The sunset’s palette of reds and rose and purple had been made even more spectacular by the volcanic ash pumped into the atmosphere by an erupting volcano far to the north on the Kamchatka Peninsula. Now the blood-red moon cast a hellish reflection off the calm sea while the stars had dimmed to pricks. The crew was at battle stations. Julia Huxley and her staff were ready in the medical bay to treat anything from a wood sliver to multiple gunshot wounds. The ship’s armaments were primed and ready in their concealed redoubts. Like the German K-boats of World War One, plates along each side of the Oregon’s hull could be lowered to reveal 120mm cannons utilizing the same fire control and ranging system as found on the M-1A1 Abrams tank. She also carried three 20mm radar-controlled multibarrel Gatling guns. Each weapon could pump out three thousand rounds per minute. While primarily an antimissile system, the Gatlings could also take out aircraft, and a barrage against the waterline of an unarmored ship would punch enough holes in its hull to send it to the bottom.

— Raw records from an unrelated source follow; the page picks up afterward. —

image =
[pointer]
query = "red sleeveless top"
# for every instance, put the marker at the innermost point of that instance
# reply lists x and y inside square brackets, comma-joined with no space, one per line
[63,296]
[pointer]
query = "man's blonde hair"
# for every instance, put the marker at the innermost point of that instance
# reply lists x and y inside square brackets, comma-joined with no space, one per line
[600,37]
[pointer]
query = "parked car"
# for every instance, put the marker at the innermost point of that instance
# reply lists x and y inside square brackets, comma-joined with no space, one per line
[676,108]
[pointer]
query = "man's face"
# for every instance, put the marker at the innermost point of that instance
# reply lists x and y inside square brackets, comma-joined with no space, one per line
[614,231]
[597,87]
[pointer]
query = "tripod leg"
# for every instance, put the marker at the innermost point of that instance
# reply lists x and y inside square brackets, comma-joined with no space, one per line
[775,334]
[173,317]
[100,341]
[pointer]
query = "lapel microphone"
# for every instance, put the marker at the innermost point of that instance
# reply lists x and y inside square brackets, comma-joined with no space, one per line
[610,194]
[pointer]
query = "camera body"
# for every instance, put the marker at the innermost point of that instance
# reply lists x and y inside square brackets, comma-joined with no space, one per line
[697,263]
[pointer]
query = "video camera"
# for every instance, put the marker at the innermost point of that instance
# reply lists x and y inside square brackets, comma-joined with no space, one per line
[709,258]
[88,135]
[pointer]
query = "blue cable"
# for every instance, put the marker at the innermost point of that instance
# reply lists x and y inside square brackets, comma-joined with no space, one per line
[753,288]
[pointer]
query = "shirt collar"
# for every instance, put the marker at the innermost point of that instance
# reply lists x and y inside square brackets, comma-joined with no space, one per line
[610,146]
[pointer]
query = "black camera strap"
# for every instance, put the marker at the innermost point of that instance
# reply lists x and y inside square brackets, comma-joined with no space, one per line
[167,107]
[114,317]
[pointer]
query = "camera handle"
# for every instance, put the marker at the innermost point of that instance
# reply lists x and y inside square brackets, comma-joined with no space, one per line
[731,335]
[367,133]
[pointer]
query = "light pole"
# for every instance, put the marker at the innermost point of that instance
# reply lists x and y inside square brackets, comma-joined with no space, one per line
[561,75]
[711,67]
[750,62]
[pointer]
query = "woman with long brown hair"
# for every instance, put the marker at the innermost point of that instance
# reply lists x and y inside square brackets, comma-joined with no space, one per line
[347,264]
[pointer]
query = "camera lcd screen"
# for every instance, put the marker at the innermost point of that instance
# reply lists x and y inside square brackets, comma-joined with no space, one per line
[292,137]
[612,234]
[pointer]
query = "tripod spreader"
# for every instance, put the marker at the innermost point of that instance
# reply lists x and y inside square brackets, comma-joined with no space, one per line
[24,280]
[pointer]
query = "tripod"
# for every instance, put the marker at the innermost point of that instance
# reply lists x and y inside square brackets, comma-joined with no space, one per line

The Oregonalso sported concealed machine guns on her decks with thermal and IR sights. Gunners with video displays controlled these remotely from the operations center. One of her forward hatches could be blown off to launch four Exocet ship-to-ship missiles, and another hatch hid a pair of Russian-made land-attack cruise missiles. Although Langston Overholt at the CIA had paved the way for the Corporation to acquire some American military hardware, he’d drawn the line at missiles, thus forcing Juan to search elsewhere. Overholt had also vetoed the Corporation from getting Mark-48 ADCAP torpedoes. No other nation on earth used them, so they could be too easily traced back to the United States. The fish in the pair of forward-facing tubes had also been bought with hard currency from the same corrupt Russian admiral who’d procured the cruise missiles and supplied the end user certificates for the French Exocets.

It was nearly midnight when Juan entered the operations center. He regarded his people under the red glow of battle lights and the muted shine from their display screens.

Mark Murphy and Eric Stone occupied the workstations closest to the forward bulkhead. Stone had come to the Corporation from the navy, while Murphy had never spent time in the military. The young prodigy had earned a Ph.D. by the time he was twenty and joined the Corporation straight from private industry, where he’d designed weapons systems. Juan had been suspicious of him at first, fearing he lacked the mettle to cut it as a mercenary. In truth, his fear was that Murphy would turn out to be a psychopath who thrived on killing, but a battery of tests and psychological profiles showed that Murphy would have excelled in the military, provided the people around him were on the same intellectual level. Because Juan recruited only the best and brightest, Murph had settled in perfectly, even if no one else shared his joy of punk rock and skateboarding.

Behind and off to the sides of their stations were Hali Kasim monitoring the communications gear and Linda Ross on the radar and the waterfall sonar display. Along the back wall of the op center were stations for the remote deck guns, as well as fire and damage control coordinators. The rest of the crew had their positions, some suited up to fight fires, others to act as corpsmen, and still others who made sure the rapacious guns had enough ammo. Eddie Seng was in charge of the tactical troops on deck, ready to repel boarders. Juan could hear Max on a comm link from the engine room talking to Eric, announcing that the ship’s propulsion system was green across the board.